I wondered, though, why these little snappers were emerging this late in the season rather than remaining underground, like the majority of baby painted turtles do after hatching.

James Harding, an adjunct wildlife specialist at the Michigan State University Museum who raises several species of turtles at his home, had the answer: snapping turtles can’t endure the cold underground the way painted turtles can, though it’s unknown why. If a snapping turtle hatchling isn’t able to make it to water before everything freezes over, it likely won’t survive to spring.

So it was a good move to get them down to the lake, he said, considering the warm Wednesday was followed by a much cooler Thursday and the frost-freeze overnight into Friday. The colder weather might have made the tiny turtles sluggish in struggling to make the journey on their own.

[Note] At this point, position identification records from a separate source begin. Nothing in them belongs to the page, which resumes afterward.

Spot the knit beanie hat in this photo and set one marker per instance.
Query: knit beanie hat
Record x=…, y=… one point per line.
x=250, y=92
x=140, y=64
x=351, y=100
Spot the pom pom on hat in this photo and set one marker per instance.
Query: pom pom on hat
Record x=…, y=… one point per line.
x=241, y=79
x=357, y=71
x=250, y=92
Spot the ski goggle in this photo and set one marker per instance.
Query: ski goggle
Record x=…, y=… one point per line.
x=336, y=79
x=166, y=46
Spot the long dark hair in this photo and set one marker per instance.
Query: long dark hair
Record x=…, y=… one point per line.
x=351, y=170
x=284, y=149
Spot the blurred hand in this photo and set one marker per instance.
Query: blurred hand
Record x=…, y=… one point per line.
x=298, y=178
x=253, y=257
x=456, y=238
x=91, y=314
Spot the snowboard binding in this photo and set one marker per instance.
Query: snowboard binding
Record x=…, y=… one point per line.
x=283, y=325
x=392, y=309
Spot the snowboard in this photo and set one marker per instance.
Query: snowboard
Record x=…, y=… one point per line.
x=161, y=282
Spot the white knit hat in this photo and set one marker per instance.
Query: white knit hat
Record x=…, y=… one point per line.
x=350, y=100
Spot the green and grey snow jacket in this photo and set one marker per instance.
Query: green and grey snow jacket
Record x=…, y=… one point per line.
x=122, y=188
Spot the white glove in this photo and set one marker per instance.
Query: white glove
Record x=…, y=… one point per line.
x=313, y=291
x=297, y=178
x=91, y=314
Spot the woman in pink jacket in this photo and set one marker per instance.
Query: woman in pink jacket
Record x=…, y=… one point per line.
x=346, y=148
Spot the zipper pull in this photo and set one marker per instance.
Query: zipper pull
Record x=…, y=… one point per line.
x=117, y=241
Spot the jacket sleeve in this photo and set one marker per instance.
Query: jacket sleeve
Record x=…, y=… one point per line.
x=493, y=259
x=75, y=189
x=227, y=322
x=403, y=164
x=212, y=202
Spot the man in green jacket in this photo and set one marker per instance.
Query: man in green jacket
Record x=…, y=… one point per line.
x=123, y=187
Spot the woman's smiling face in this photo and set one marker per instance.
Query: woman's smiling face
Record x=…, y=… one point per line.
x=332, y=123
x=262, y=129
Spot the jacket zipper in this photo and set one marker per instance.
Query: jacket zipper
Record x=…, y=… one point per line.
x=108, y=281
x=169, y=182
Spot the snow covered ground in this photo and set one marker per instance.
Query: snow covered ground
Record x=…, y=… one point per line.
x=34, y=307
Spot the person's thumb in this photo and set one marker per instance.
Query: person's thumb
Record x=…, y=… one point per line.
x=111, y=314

These hatchlings will not eat, given they have a “gut full of yolk” that will need to be digested before they go into torpor for the winter, when they can’t have anything internally that would decay and bloat up the system, he said.

But they might be eaten, Harding said.

“They have a lot of enemies,” he said.

At this size, a baby turtle can be sucked in by a northern pike or largemouth bass, snatched up by herons or birds of prey — Harding said bald eagle nests have been found with young turtle shells underneath — and even tackled by larger-sized green frogs. While young painted turtles appear to instinctively “scratch like crazy” if swallowed, threatening enough internal damage they may be spit out, snapping turtle hatchlings are more likely to rely on staying still and not being seen, Harding said.

If the tiny snappers manage to navigate these dangerous times, they’ll need to find a good hibernating spot on the lake bottom, Harding said. It’s a myth, he added, that turtles burrow into the mud, as they have to be able to take in some oxygen underwater, through the skin and, oddly, “cloacal respiration” — humorously referred to as “breathing through their butts,” though it’s not exactly the same, just another way to absorb oxygen from the water.

The process is well explained in Harry Baker’s Live Science article, “Can turtles really breathe through their butts?” published July 31 at https://www.livescience.com/can-turtles-breathe-through-butts.

In the article, Baker quotes Craig Franklin, a wildlife physiologist at The University of Queensland in Australia, that cloacal respiration allows some river turtles to remain underwater longer, so they don’t have to expend energy and expose themselves by frequently going to the surface. Franklin notes that juvenile turtles tend to be better at it, probably to avoid predators. “The greatest risk of predation for a hatching turtle is swimming through the water column to the surface,” Franklin said.

This was in reference to Australian turtles but could be expected to apply here as well.

Another myth, Harding said, is turtles completely shut down throughout the winter. He has seen turtles move under the ice, though that movement will be limited to keep from expending too much energy.

The young snapping turtles that make it through the challenges of predators and seasons will reach maturity at about 8 inches in 10 to 12 years, at which point they face few natural threats except being struck by vehicles or killed by humans. Unlike some other species, such as wood turtles, snapping turtles will continue growing throughout their lifetime, Harding said. They can live 30 to nearly 50 years, according to the University of Michigan Museum of Zoology’s Animal Diversity Web site, https://animaldiversity.org.

So good luck to the quintuplets. Perhaps in a decade or so I’ll be lucky enough to see one haul itself through the backyard and dig into the driveway to start the next generation.